When her first semester at the University was over in May, Kit collected her grades (they were sent home too, on little slips printed for the first time by a computer): a B+ in Psychology, A’s in the rest except for her A-in Falin’s class: the highest grade he gave anyone, she learned.
Fran wanted her to come to New York with her for a while, stay at her mother’s apartment on Riverside Drive, go hear some music, sit in dark coffeehouses in the Village. But Kit had to say no (Fran nodding solemnly as though she expected nothing more); had to go home for a while, spend time with George and Marion, if her plan, her new plan, was to come off.

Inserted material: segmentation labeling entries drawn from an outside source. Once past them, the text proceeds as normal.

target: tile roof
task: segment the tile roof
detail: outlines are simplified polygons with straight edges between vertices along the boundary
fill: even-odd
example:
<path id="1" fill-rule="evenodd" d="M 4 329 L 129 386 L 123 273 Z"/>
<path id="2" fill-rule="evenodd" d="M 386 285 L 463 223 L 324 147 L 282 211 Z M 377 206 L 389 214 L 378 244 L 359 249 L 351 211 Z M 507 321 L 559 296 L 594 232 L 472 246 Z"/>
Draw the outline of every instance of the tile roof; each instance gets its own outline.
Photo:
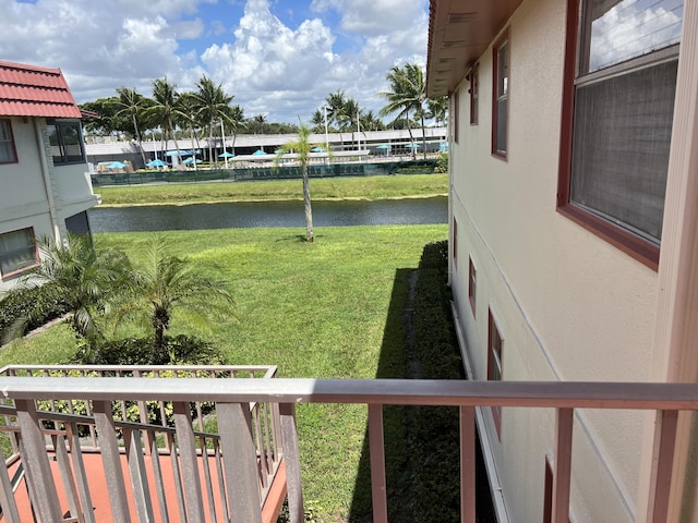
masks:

“You are crazy about him,” Jackie said when she told him about the plan. “Maybe just crazy altogether.” He wished he could be around the University in the summer, instead of working; taking some courses, getting some credits maybe toward his second major (economics) or maybe just some education courses, something to fall back on.
“Like a sword,” Kit said.
She packed her paperbacks and her papers and Ben’s letters, Ben’s typewriter too, hers forever now (it would be in her attic thirty years later, in its case), and the clothes she’d brought, which seemed now to belong mostly to somebody else: she had lived the semester in three sweaters, her straight skirts and Capezios, and the black ballet leotards and tights that Fran had got her mother to send out from New York. The rest filled her laundry case, amazing contraption of beaverboard and canvas straps. Marion had carried this case with her to Vassar, and the ghosts of old postage were still perceptible on it. Back then you filled such a case with your laundry and belted it up, then turned over the little address card in its windowed holder, and back it went for Mom to empty and fill again with washed and ironed clothes smelling of home.

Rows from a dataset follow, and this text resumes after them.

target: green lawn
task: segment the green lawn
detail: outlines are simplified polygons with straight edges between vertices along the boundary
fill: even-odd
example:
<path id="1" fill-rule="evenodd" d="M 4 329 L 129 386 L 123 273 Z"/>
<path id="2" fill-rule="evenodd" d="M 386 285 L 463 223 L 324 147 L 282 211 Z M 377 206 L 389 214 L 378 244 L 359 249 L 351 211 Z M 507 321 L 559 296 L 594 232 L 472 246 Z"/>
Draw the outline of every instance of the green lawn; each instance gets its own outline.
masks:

Home. Kit sat in the lounge, waiting again for her father to come and carry her and her bags home.
Her parents were moving again. This time back East, outside Washington, D.C., where they had lived years ago, and where George would (he said) be designing bomb shelters for computers—“electronic bomb shelters,” he said, smiling at a joke that only he could get. Marion looked out at her June garden, and the pretty mosaic table she had made especially for it, in grief and exasperation. Kit was exasperated too: why did her mother always think they were going to stay where they went, when they never did? And only that night, in her own old bed and in the suffocating warmth and familiarity of being home again, did she see that it wasn’t the garden or the house that Marion was torn to leave behind. Her son’s grave was here, in this city, in the raw new part of the old Catholic cemetery, and always would be.